Karpathy Software 3.0 Talk
Importance: 6 | # | karpathy, ai, ai-tools, mine
Karpathy's talk is on youtube. He goes through many interesting points in his usual elegance. The thing that struck me the most is this slide:
The way we are getting a lot of the work done right now is by having the AIs generate and us verifying. Verification is the bottleneck.
GUIs help with verification - using our brain's GPU (visual processing) instead of just CPU (text processing)
— Karpathy (paraphrased)
And the key to getting things done faster and at a higher throughtput is to maximize the pace at which we run this loop to get work done. That does not mean 1000 line diffs, not reliable enough yet. Usually we are looking for small edits to things we can fully grasp.
Karpathy puts it like this 'keep the AI on a tight leash', or the verification will become that much harder. Of course some day we won't really be able to keep the leash and likely willingly give up at first.

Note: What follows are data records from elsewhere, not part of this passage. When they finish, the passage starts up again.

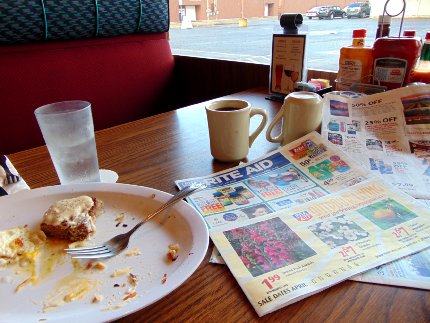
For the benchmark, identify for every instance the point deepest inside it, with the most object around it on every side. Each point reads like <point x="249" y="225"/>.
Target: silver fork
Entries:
<point x="118" y="243"/>
<point x="10" y="178"/>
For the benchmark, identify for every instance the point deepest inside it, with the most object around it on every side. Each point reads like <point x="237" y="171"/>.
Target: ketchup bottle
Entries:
<point x="422" y="72"/>
<point x="394" y="59"/>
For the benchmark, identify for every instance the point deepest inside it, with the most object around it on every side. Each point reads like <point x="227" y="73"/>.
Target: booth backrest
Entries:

I myself only like making small code changes (I've always vastly preferred smaller lines of code). I do ask for massive changes as well, but first I like to either plan it myself or have an AI plan it and for me to verify it first. Comes down to 9s of reliability - we aren't yet at the place where we can blindly accept even small code changes.
Throwing a hard problem at a frontier LLM today and having it generate 10^x solutions will lead to the LLM solving some of them some of the times. The genius is there. It's the verification we are bottlenecked on. For example see this, where LLM finds a zero-day vulnaribitlity sometimes on the order of 1 in 100.
Verification is easier for LLMs. They mostly get it right, but the mostly isn't good enough right now. Working on agentic systems with a massive focus on verification will pay dividents. And the key with verification is to keep the rate of false negatives at essentially 0 and get the false positive as low as possible.